My 25th Year High School Reunion

My 25th Year High School Reunion

Erik Deckers
Laughing Stalk syndicate
Copyright 2010

I attended my 25th year high school reunion this weekend, although I was a little nervous about going. After all, I had my share of the typical teenage angst and conflict, caused by my classmates and friends, and I hadn't seen any of them, except one, since graduation. And I hadn't seen that guy for 22 years.

I graduated in 1985 from Muncie Central High School in Muncie, Indiana (official motto: More State Basketball Titles Than Any U.S. High School, So Suck On THAT, Iowa). I was even a legacy student of sorts, because my stepfather graduated from Muncie Central in 1965.

I had only been back once, when I was still in college. I have driven past it twice since then, but other than that, I haven't had anything to do with my alma mater since.

I learned about the reunion on Facebook, that great reuniter of high school friends, past girlfriends and boyfriends, and brand new friends.. I started finding them, first one, then another, and then a whole handful of them as they had already been busy on Facebook tracking each other down. I got to catch up with them online, learning where life had taken them, what it had taken from them. Marriages, divorces, children, even grandchildren in a couple cases.

Grandchildren?! You're MY age. How the hell do you become a grandparent when you're MY age?! Let me tell you, nothing makes you feel older than realizing that your contemporaries are grandparents, and you've barely cracked your 40s.

So I drove back to my hometown of Muncie, to the reunion, reflecting on my past life in that other era. My years in the band, hanging out with the other band geeks. Meeting after football games at McDonald's. The fights and the feuds. The time several of us stole several For Sale signs and put them in our band director's yard. And an ex-girlfriend's yard. And in front of the school.

The Horizon Convention Center broke through my fog of nostalgia and I walked in. I looked around for any faces I recognized, but I didn't know anyone. They didn't look like any of the people I remembered from way back then.

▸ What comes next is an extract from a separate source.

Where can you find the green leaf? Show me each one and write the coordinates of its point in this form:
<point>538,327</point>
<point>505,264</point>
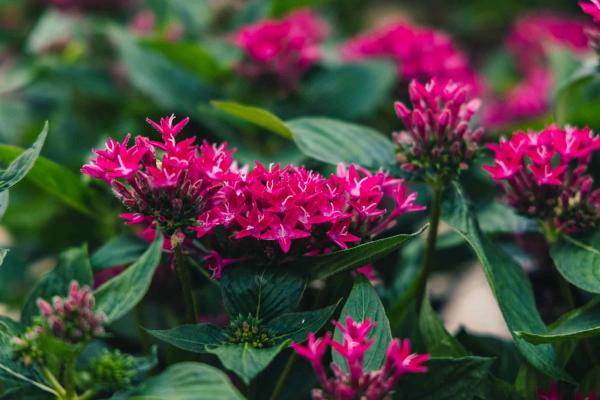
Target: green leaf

These people were old. They looked like they were in their forties, not the 18-year-olds I had hugged and said good-bye to a quarter of a century ago.

Not me, of course. I was still as youthful looking as I was in high school. Oh sure, I had put on more than a few pounds, and had a beard. And wrinkles. And a lot less hair. Flecked with gray. But other than that — oh God! — I looked just like them.

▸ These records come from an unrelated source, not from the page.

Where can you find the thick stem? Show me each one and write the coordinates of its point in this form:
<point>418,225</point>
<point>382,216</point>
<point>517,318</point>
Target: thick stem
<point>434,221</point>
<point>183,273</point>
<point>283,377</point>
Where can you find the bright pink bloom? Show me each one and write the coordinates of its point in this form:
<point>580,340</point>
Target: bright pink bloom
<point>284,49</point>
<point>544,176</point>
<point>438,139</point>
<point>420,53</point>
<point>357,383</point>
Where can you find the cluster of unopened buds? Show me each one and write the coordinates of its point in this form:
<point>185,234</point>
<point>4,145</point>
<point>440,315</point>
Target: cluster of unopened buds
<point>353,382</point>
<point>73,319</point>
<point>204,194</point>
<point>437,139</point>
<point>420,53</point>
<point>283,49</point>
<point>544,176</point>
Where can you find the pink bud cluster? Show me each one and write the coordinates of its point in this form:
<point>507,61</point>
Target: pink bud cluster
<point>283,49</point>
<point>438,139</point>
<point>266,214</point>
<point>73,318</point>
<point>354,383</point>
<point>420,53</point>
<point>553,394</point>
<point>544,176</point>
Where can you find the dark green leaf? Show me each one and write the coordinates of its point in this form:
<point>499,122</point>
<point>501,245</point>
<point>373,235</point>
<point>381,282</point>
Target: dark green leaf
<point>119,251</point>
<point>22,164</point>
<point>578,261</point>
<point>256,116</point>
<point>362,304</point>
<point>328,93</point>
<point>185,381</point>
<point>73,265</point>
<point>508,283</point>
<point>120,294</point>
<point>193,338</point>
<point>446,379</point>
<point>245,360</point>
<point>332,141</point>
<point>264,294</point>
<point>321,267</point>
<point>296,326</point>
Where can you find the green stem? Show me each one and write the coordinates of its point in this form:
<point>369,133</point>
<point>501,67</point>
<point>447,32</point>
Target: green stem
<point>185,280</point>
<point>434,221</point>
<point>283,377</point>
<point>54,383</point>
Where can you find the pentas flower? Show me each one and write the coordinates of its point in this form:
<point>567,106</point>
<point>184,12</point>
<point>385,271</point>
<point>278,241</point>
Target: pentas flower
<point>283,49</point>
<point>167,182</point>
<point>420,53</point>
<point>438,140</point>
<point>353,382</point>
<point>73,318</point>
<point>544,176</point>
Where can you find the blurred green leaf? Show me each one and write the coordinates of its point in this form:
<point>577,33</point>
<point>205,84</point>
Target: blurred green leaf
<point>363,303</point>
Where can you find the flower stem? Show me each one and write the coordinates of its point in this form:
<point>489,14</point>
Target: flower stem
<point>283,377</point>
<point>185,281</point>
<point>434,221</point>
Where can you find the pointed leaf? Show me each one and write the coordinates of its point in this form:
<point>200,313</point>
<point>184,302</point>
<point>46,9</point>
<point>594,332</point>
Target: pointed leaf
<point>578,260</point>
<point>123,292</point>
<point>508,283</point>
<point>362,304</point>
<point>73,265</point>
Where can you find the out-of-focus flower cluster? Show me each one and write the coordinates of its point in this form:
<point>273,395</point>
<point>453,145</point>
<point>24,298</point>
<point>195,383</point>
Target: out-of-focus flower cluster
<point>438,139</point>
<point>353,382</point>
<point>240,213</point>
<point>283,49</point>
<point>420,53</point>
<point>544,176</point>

If it hadn't been for our yearbook photos on our name tags, I think we would have spent the entire night trying to puzzle out who each other was.

"You remember, we were in Mr. Langdon's English class together. I helped you study for the test on Cannery Row."

"No, I don't remember."

"We dated for six months afterward!"

"Sorry, not ringing any bells."

Any fears I had, any long-ago feuds, were forgotten. These were not the kids I went to high school with. They weren't the obnoxious teenagers I spent four, six, or in some cases, 12 years of school with. These were moms and dads (and grandparents!), with had jobs, families, and histories.

They had moved beyond the teenage drama we had all shared They had made lives for themselves. Their kids were in high school and college. Some even had kids in our rival high school, but no one made faces or jokes about consorting with the enemy.

We discussed people we had kept in touch with, friends we lost touch with, those who didn't make it, and those who never would. We prayed for one friend who is now fighting cancer, and welcomed someone who never even graduated from our school (although we all remembered her from middle school).

Despite what I had seen from all the high school reunion movies (except "Peggy Sue Got Married." I never saw that one.), no one was trying to relive their high school glories. The high school quarterback had gotten fat, and never once discussed football, the homecoming queen didn't go into fashion, the punk had straightened up and gone into business for himself, and the party girl was now a PTA mom. The cliques weren't clicking, and bygones were truly bygones. And I didn't tell anyone I had invented Post-It Notes, despite my jokes about it with some friends earlier that week.

But as I looked around the room, saying my good-byes at 12:30, explaining that I was too old to stay up late and go to the bars afterward, I was struck by a singular thought.

I STILL don't look as old as these people.